Apart from difficulties in defining MH and in establishing its validity as a surrogate end point of disease outcome, there are other debated issues. How can we assess mucosal lesions in CD of the upper gastrointestinal tract? Should wireless capsule endoscopy or other device-assisted enteroscopy be routinely used in the assessment of MH? Moreover, it is debated whether histology should be included in the evaluation of MH. Although the prognostic relevance of histological healing has not been studied in CD, microscopic inflammation has been shown to be predictive of relapse in UC patients in clinical remission Citation[16] and some studies indicate that persistence of microscopic inflammation is an independent risk factor for colorectal cancer in UC Citation[17]. In this setting, advanced endoscopic imaging techniques, such as confocal laser endomicroscopy, are emerging as promising tools to improve diagnostic accuracy Citation[18].

Finally, the issue of the appropriateness of MH as a relevant end point in the treatment of a transmural disease like CD is argument of discussion. A lesson about the inadequateness of superficial healing in a transmural condition, we learnt from fistulizing CD, where it has clearly emerged how the closure of fistulas’ external orifices can be achieved despite the persistence of the fistulous tracks Citation[19].

The concept of MH in CD is currently evolving toward a more complex model of intestinal healing, with the elaboration of an instrument, the Lemann score, which should enable an assessment of the cumulative structural bowel damage Citation[20]. The score includes not only endoscopy, but also cross-sectional imaging techniques and, in the near future, it could be used in clinical trials and observational studies to measure the progression of bowel damage over time and to assess the effects of treatment on the progression of bowel damage Citation[20].

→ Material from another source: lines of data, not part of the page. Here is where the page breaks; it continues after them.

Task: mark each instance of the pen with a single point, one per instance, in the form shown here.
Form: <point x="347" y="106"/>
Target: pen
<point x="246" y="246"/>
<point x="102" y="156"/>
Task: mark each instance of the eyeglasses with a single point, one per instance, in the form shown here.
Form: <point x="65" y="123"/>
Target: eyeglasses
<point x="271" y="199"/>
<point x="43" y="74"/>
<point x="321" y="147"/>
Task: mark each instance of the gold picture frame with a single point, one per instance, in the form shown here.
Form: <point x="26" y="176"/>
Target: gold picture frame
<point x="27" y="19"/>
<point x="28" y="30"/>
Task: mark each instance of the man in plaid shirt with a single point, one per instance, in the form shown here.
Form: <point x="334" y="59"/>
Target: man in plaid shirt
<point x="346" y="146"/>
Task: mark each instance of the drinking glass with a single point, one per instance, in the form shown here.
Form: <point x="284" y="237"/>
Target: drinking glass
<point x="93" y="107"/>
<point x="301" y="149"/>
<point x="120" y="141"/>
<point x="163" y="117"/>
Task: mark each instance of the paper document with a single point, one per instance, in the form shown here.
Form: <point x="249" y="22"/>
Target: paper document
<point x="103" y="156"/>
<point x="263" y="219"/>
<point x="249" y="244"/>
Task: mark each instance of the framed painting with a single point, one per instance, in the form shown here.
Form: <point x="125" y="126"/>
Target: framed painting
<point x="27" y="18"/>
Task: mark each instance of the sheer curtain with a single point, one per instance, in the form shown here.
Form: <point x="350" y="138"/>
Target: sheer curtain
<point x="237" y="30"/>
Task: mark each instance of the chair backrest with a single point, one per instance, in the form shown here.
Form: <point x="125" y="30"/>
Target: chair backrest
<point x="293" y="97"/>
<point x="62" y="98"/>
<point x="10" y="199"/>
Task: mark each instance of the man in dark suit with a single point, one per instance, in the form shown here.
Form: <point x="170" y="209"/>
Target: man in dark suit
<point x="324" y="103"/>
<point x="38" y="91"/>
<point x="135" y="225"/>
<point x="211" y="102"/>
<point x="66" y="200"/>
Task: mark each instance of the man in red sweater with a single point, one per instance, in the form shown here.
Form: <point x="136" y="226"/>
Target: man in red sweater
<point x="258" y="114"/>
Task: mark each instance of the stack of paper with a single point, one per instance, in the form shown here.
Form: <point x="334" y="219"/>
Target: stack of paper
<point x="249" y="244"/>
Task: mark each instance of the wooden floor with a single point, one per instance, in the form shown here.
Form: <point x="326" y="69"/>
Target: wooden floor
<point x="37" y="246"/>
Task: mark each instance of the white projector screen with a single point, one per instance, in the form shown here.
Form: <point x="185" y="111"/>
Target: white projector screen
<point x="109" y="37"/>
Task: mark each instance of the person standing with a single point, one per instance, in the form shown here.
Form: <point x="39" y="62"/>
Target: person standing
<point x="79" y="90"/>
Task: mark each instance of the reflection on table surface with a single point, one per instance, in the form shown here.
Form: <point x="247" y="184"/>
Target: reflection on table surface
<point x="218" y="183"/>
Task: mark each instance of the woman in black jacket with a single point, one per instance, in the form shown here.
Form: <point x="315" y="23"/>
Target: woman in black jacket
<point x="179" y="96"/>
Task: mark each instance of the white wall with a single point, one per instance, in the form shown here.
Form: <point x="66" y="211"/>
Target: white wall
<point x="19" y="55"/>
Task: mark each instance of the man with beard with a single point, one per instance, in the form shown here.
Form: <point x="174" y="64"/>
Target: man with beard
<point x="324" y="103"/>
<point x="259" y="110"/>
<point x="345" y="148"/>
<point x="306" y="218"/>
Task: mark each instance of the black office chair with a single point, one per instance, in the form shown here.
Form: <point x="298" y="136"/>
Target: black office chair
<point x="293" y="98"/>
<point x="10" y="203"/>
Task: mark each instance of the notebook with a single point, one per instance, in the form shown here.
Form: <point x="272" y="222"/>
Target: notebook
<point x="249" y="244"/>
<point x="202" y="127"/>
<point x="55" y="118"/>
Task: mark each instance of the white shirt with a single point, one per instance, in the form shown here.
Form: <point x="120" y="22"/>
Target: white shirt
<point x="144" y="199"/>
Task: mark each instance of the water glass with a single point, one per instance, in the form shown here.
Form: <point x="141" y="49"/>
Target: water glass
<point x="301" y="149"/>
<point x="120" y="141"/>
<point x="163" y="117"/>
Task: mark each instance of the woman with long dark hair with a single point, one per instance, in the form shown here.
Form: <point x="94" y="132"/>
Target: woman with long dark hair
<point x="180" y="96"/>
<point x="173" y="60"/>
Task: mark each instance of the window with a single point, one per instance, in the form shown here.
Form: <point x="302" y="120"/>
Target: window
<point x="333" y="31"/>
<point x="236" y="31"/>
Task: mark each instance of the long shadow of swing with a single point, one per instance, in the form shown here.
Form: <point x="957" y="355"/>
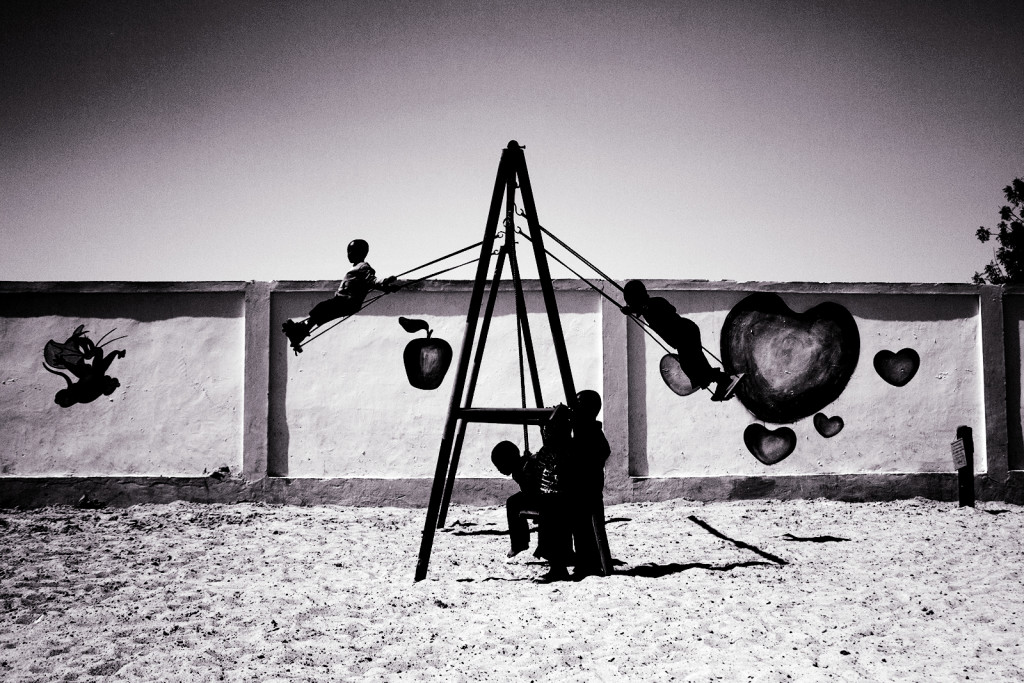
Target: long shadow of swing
<point x="659" y="570"/>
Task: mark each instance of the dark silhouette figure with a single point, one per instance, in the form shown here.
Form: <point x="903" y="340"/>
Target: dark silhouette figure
<point x="555" y="534"/>
<point x="509" y="462"/>
<point x="84" y="359"/>
<point x="584" y="482"/>
<point x="681" y="334"/>
<point x="346" y="301"/>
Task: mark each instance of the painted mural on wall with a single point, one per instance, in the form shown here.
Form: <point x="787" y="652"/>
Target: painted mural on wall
<point x="769" y="445"/>
<point x="897" y="368"/>
<point x="427" y="358"/>
<point x="796" y="364"/>
<point x="84" y="359"/>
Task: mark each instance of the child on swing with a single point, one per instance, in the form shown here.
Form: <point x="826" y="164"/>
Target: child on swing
<point x="683" y="335"/>
<point x="347" y="300"/>
<point x="540" y="478"/>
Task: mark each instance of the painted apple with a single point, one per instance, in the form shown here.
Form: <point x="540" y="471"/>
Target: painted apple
<point x="899" y="368"/>
<point x="796" y="364"/>
<point x="427" y="359"/>
<point x="769" y="445"/>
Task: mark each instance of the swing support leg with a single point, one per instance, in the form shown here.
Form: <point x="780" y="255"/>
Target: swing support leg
<point x="471" y="389"/>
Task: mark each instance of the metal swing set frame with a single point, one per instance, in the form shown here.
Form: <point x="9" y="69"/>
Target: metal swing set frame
<point x="512" y="175"/>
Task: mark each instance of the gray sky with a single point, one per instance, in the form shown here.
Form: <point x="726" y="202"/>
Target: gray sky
<point x="726" y="140"/>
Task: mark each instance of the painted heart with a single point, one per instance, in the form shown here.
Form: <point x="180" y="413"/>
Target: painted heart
<point x="899" y="368"/>
<point x="769" y="445"/>
<point x="827" y="427"/>
<point x="674" y="376"/>
<point x="796" y="364"/>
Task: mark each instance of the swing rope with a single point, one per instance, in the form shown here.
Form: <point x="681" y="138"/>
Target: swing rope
<point x="602" y="293"/>
<point x="642" y="324"/>
<point x="455" y="253"/>
<point x="366" y="304"/>
<point x="578" y="255"/>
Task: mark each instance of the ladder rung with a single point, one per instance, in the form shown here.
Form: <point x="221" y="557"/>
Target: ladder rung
<point x="506" y="416"/>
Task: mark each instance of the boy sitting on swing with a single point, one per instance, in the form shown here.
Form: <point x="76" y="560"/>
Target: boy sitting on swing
<point x="683" y="335"/>
<point x="346" y="301"/>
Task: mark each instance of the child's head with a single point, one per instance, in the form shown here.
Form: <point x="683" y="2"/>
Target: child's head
<point x="504" y="456"/>
<point x="635" y="293"/>
<point x="357" y="250"/>
<point x="588" y="404"/>
<point x="558" y="427"/>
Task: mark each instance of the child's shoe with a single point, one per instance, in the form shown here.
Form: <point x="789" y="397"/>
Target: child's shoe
<point x="295" y="333"/>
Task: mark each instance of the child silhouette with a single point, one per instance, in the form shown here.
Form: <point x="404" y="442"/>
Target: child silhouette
<point x="347" y="300"/>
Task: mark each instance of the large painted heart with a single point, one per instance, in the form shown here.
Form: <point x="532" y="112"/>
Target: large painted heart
<point x="769" y="445"/>
<point x="796" y="364"/>
<point x="674" y="376"/>
<point x="898" y="368"/>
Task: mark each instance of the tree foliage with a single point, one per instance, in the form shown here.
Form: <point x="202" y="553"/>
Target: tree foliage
<point x="1008" y="266"/>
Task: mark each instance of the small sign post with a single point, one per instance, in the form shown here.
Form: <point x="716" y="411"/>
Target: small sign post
<point x="963" y="452"/>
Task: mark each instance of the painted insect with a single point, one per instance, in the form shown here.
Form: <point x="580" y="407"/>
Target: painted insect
<point x="86" y="361"/>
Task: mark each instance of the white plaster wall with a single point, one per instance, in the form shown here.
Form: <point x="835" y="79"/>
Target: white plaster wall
<point x="350" y="411"/>
<point x="177" y="412"/>
<point x="887" y="429"/>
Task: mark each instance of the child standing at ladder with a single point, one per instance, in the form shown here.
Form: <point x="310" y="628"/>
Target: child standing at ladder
<point x="347" y="300"/>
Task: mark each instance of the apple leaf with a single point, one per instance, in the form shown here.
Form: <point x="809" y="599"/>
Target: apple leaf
<point x="413" y="325"/>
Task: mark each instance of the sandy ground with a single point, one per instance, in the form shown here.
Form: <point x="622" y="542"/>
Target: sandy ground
<point x="815" y="590"/>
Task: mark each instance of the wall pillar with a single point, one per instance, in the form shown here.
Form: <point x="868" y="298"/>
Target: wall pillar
<point x="257" y="381"/>
<point x="994" y="382"/>
<point x="614" y="396"/>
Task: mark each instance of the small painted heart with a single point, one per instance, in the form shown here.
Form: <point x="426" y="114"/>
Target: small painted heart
<point x="898" y="368"/>
<point x="769" y="445"/>
<point x="674" y="376"/>
<point x="827" y="427"/>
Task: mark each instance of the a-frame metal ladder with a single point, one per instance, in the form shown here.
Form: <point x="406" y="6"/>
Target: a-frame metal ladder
<point x="511" y="174"/>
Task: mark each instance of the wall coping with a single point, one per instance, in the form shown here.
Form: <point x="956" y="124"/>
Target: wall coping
<point x="288" y="286"/>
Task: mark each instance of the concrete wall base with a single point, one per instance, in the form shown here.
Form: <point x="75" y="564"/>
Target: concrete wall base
<point x="124" y="492"/>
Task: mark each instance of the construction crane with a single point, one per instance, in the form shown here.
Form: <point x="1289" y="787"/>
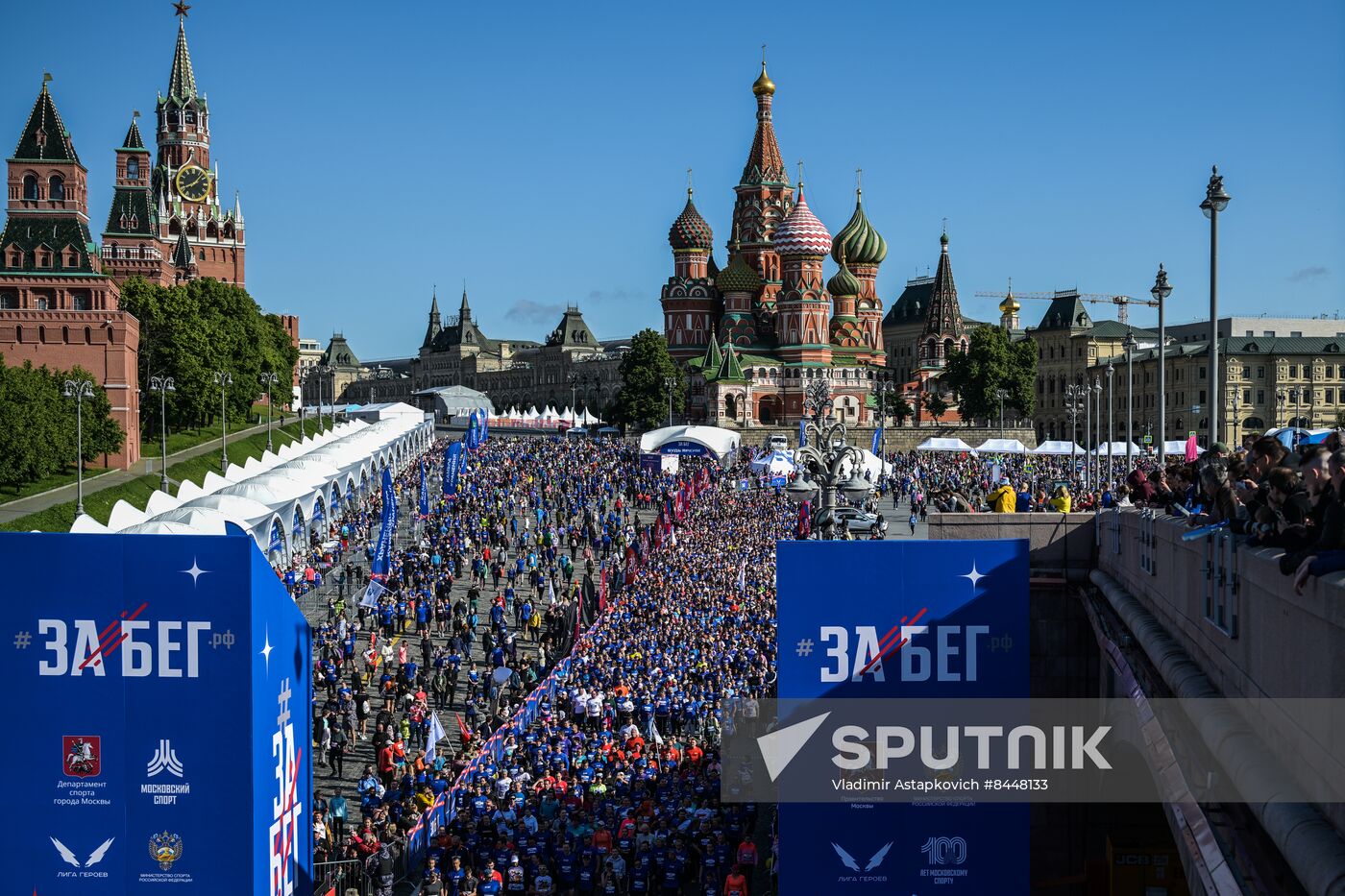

In conclusion, in the last years, the therapeutic goals of IBD have changed from mere control of symptoms toward long-term strategies aimed at affecting the natural course of the disease. MH is an emerging end point in this setting. Although compelling arguments suggest that MH is associated with improved disease outcome, it remains a weak surrogate end point of disease course. Future studies are needed to develop a standardized definition of MH, to prospectively assess the impact of MH on long-term clinical outcomes, and finally to answer the most important question for clinical practice: should we systematically assess MH and target our treatment strategies to achieve MH in IBD patients?

Financial & competing interests disclosure

C Papi has received consultancy fees from Abbvie and MSD and educational grants from Abbvie, Chiesi and Sofar. The authors have no other relevant affiliations or financial involvement with any organization or entity with a financial interest in or financial conflict with the subject matter or materials discussed in the manuscript apart from those disclosed.

No writing assistance was utilized in the production of this manuscript.